Without a word Dutton caught up the letters and made for the stairs.
Left to await the result, I found myself so worked upon that I wondered how much longer I should be able to endure these shifts of feeling and constantly recurring moments of extreme suspense. To escape the torture of my own thoughts, or, possibly, to get some idea of how Dorothy was sustaining an ordeal which was fast destroying my own self-possession, I prepared to go downstairs.
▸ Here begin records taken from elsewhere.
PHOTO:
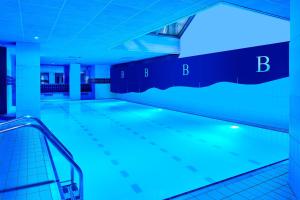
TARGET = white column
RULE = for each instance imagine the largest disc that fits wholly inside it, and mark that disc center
(9, 87)
(294, 161)
(102, 91)
(27, 79)
(74, 84)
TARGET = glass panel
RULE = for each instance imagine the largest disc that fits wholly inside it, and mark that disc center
(44, 78)
(174, 29)
(59, 78)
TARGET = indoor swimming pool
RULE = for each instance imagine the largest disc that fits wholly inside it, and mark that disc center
(130, 151)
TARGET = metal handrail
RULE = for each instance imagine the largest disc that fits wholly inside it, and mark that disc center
(56, 143)
(28, 117)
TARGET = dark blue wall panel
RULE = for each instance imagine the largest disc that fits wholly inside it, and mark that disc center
(243, 66)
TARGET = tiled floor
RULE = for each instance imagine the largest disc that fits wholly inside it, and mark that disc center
(270, 183)
(150, 153)
(25, 164)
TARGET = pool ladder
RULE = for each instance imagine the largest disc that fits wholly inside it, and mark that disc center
(70, 191)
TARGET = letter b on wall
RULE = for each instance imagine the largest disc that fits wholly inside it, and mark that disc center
(263, 64)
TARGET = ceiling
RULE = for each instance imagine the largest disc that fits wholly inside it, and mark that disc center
(91, 31)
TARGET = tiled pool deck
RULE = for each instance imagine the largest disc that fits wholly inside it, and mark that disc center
(270, 183)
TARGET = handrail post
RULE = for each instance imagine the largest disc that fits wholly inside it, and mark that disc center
(28, 117)
(58, 145)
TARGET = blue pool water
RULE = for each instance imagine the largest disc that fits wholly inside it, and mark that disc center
(130, 151)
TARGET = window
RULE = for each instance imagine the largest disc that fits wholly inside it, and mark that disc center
(44, 78)
(176, 29)
(59, 78)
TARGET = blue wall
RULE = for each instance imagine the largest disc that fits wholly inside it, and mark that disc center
(245, 66)
(218, 29)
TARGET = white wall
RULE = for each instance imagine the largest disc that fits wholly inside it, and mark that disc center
(220, 28)
(27, 79)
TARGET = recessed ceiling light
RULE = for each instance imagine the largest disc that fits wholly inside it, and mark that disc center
(234, 127)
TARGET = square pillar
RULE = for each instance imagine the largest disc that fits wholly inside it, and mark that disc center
(3, 73)
(102, 90)
(294, 161)
(74, 82)
(27, 79)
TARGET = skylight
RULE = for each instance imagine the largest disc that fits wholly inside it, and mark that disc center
(174, 30)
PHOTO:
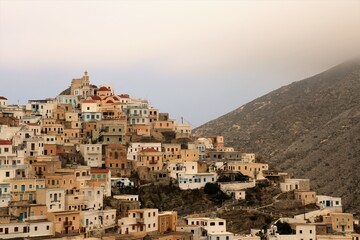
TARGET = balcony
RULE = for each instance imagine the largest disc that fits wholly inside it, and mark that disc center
(140, 220)
(68, 224)
(153, 161)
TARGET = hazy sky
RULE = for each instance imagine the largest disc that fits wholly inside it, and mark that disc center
(196, 59)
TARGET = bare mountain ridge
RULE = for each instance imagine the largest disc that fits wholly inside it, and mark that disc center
(310, 128)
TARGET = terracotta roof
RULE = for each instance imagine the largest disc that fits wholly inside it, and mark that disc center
(103, 89)
(149, 150)
(99, 170)
(5, 142)
(95, 98)
(89, 101)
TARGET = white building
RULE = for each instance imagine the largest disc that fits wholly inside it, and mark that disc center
(54, 198)
(127, 197)
(97, 219)
(136, 147)
(295, 184)
(305, 232)
(178, 169)
(67, 99)
(139, 221)
(121, 182)
(3, 102)
(34, 147)
(197, 180)
(212, 227)
(5, 196)
(92, 154)
(26, 229)
(328, 201)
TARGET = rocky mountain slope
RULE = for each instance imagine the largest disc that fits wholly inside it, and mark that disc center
(310, 128)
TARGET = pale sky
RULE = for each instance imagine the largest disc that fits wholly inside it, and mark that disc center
(196, 59)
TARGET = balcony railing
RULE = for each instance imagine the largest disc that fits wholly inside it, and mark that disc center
(67, 223)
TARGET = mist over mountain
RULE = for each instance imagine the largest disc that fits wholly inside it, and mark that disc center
(309, 128)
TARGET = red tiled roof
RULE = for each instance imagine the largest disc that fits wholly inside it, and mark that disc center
(149, 150)
(99, 170)
(103, 89)
(95, 98)
(89, 101)
(5, 142)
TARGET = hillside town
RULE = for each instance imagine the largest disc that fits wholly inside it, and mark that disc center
(72, 167)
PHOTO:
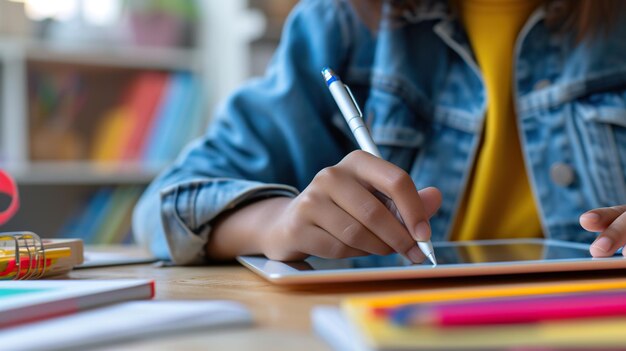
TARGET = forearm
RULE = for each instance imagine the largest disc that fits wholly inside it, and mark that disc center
(244, 231)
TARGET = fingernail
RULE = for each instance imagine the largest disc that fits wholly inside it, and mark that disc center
(416, 255)
(422, 231)
(591, 217)
(604, 243)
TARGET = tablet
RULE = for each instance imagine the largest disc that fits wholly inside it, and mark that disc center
(469, 258)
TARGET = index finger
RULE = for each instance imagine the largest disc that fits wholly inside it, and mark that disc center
(394, 183)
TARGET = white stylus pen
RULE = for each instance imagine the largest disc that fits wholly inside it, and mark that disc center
(352, 113)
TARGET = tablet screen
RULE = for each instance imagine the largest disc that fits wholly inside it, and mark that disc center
(456, 253)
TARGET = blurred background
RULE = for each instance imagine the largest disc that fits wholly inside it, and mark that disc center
(97, 96)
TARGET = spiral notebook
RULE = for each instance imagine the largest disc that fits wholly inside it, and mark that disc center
(23, 255)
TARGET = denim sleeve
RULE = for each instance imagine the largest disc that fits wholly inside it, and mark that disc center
(269, 139)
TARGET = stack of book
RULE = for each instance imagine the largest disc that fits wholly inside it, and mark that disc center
(560, 315)
(158, 114)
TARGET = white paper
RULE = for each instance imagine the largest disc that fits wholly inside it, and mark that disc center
(126, 321)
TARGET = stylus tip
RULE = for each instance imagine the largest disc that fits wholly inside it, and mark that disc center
(432, 259)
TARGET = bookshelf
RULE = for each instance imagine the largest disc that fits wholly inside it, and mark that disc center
(63, 186)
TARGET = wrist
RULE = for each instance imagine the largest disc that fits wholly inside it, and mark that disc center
(245, 230)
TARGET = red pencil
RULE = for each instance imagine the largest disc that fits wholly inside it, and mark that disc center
(512, 310)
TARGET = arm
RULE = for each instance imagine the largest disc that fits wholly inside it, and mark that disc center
(269, 140)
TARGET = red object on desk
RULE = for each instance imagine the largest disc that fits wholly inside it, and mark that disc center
(8, 187)
(511, 311)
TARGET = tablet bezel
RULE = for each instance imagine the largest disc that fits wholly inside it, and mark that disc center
(280, 273)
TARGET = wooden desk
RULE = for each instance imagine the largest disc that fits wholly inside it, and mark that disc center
(282, 314)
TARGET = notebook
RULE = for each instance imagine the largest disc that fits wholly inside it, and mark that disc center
(29, 301)
(23, 255)
(358, 324)
(125, 321)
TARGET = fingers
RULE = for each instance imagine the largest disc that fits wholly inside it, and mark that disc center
(611, 239)
(395, 183)
(349, 231)
(318, 242)
(362, 205)
(599, 219)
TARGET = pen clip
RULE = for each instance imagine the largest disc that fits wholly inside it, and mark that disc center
(354, 101)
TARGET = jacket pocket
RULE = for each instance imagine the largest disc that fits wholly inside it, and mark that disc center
(600, 122)
(398, 131)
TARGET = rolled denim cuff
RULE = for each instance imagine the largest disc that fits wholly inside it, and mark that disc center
(188, 209)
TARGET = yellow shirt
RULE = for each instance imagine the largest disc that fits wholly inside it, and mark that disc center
(498, 202)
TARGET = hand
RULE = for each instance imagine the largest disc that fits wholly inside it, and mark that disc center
(338, 215)
(611, 223)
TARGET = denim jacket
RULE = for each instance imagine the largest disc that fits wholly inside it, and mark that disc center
(424, 99)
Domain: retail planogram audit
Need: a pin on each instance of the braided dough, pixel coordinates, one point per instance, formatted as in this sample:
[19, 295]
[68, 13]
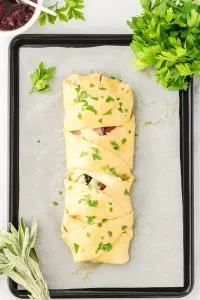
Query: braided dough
[99, 130]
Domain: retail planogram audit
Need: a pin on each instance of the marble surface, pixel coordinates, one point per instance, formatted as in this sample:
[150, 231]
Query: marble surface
[109, 21]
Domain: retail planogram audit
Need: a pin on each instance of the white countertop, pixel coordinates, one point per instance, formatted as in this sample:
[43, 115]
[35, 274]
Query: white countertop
[101, 17]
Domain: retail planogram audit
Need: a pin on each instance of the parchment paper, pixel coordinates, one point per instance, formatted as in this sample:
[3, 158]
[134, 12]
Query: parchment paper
[157, 249]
What was my astonishment, in passing the little boudoir on the second floor, to find its door ajar and the place empty. Either the interview between Sinclair and Gilbertine had been very much curtailed, or it had not yet taken place. With a heart heavy with forebodings I no longer sought to analyse, I made my way down, and reached the lower step of the great staircase just as a half-dozen girls, rushing from different quarters of the hall, surrounded the heavy form of Mr. Armstrong coming from his own little room.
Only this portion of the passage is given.